Since the Europa League has restarted, Benítez has looked to use Bertrand in that competition. He started both legs of the tie against Sparta Prague as well as the recent FA Cup replay against Middlesbrough. With the schedule allowing very little recovery time for the players, Bertrand will be hoping to share the left back role with Cole for the rest of the season.
With Ashley Cole’s contract due to expire in June 2013, there was plenty of speculation about whether Cole would be granted a new deal or not. Many were wondering what course of action the club would take should Cole depart. Would Bertrand be promoted to first choice, or would an expensive new addition arrive? After Cole eventually agreed to a new 12 month contract, Bertrand stated his pleasure at the news:
I have said from the start that he deserves another contract. We have a good relationship. I’m always learning and there is no one better to learn from.
He has given me plenty of advice over the years. The best advice is not so much what he has given me verbally but just watching him every day and the way he goes about his business.
It reflects in our performances when we play together and I am in front of him at left midfield. It is probably the natural progression to share the left-back role, but I don’t pick the team.
I just get my head down, train well and hopefully that time will come.

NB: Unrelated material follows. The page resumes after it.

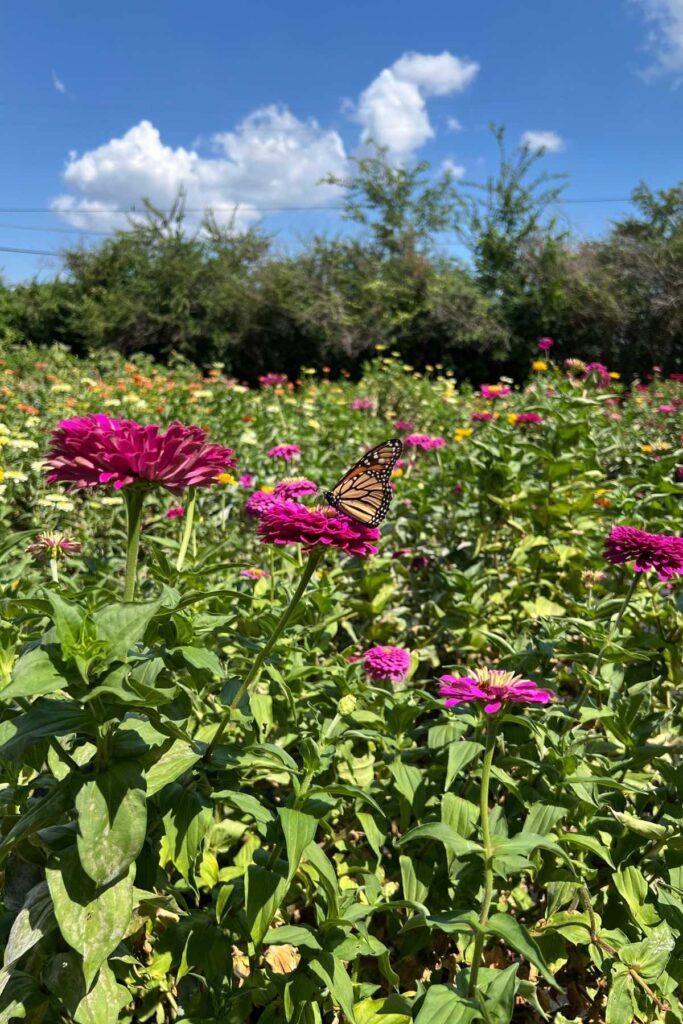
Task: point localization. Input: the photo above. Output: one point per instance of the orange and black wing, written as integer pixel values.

It will be interesting to see how the club treats the left back position over the next 12 months. Southampton’s outstanding, young, Chelsea-supporting left back, Luke Shaw has been linked to Chelsea on numerous occasions and could be a possible target to eventually replace Cole and challenge Bertrand for the position. Dutchman Van Aanholt has been enjoying some very impressive form on loan at Vitesse which has seen him touted for a call-up to the Dutch National side.
Whatever Chelsea decide to do when Cole departs (whether that happens at the end of next season or not) will be very interesting. Bertrand is a very dependable player who plays like someone with great experience. That may be because he made 161 appearances over five seasons in various loan spells. He signed new Chelsea contracts in each of the last two summers, with a five-year deal agreed in September 2012. Either way, Chelsea should look at Bertrand as an example of what the academy can produce – dependable, English squad players. The academy does not only have to be about trying to produce world class players, but also players who can add depth to what is currently a small and unbalanced squad. A good example of such a player is Jack Cork, who is performing excellently for Southampton in the Premier League but never made a single appearance for Chelsea, despite joining the club at the age of 9 and impressing in a Premier League loan spell at Burnley in 2010.
Let’s hope Bertrand builds on the highs of the previous 12 months and continues to improve.